December 11, 2020 / Spark

Spark installation on AWS EC2 instance

If you followed my previous guide probably you will already have installed Jupyter Notebook running on a EC2 instance on the aws cloud. This is the second part.

Apache Spark

“Apache Spark” is an open-source cluster-computing framework. Spark provides an interface for programming entire clusters with implicit data parallelism and fault tolerance. To explain the term “cluster” in plain language imagine a group of computers working like “slaves” under the guidance and instructions of a “master” computer. We often call these computers “nodes”. So the master node is responsible to manage a “queue” of jobs (tasks) and assign each task to an available slave node. That way, we achieve data parallelism and rapid big data processing.

Spark on AWS (or any other cloud platform) offers the option to spin up easily computer instances (they are called “EC2” instances) and let them work as slaves under the guidance of a master node (in Spark we call the master “driver”).

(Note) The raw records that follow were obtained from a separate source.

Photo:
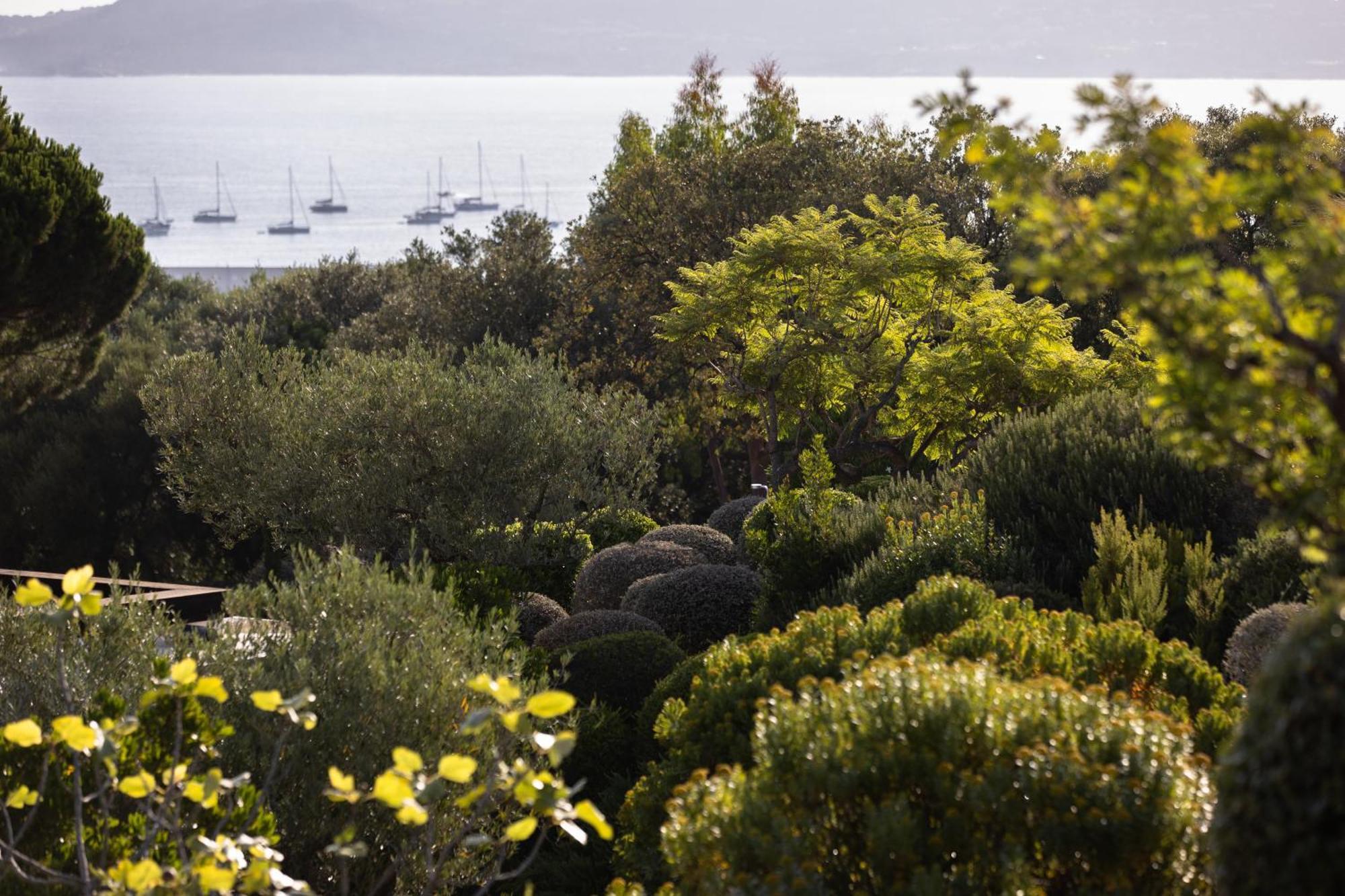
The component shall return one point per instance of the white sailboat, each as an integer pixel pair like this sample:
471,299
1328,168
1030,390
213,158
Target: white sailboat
219,214
434,212
330,206
159,225
478,202
291,227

To work with Python and Spark together we have to install PySpark on Jupyter Notebook. With the previous part we installed the Jupyter Notebook. The following Spark installation will be a stand alone installation, but it will give you an understanding of how things work.

Java and Scala

-Spark requires Scala to be installed and of course Scala runs on top of Java. So lets update our ubuntu EC2 server and then install Java:

sudo apt-get update -y

sudo apt-get install default-jre -y

-Check java version:

java -version

-Install Scala

sudo apt-get install scala -y

-Check scala version:

scala -version

Install py4j with anaconda version of pip

-Append Anaconda binary path to our PATH variable:

export PATH=$PATH:$HOME/anaconda3/bin

-Install conda version of pip

conda install pip

type “y” for yes on the question

-Check which pip.

which pip

If the result includes “anaconda3/bin/pip” then we are fine:

-Install python for java “py4j”

pip install py4j

Download and install Spark

-Download Spark to “/home/ubuntu” directory

cd ~

wget http://apache.mirrors.tds.net/spark/spark-2.3.1/spark-2.3.1-bin-hadoop2.7.tgz

-Extract the “tarball”

tar -xzvf spark-2.3.1-bin-hadoop2.7.tgz

Export paths

export SPARK_HOME=’/home/ubuntu/spark-2.3.1-bin-hadoop2.7′
export PATH=$SPARK_HOME:$PATH
export PYTHONPATH=$SPARK_HOME/python:$PYTHONPATH

Run jupyter notebook and check spark

-Run Jupyter. On your terminal type:

jupyter notebook

-Check if Spark works: Open a new tab on your browser and go to the public DNS page of your server followed by colon and port 8888 “:8888”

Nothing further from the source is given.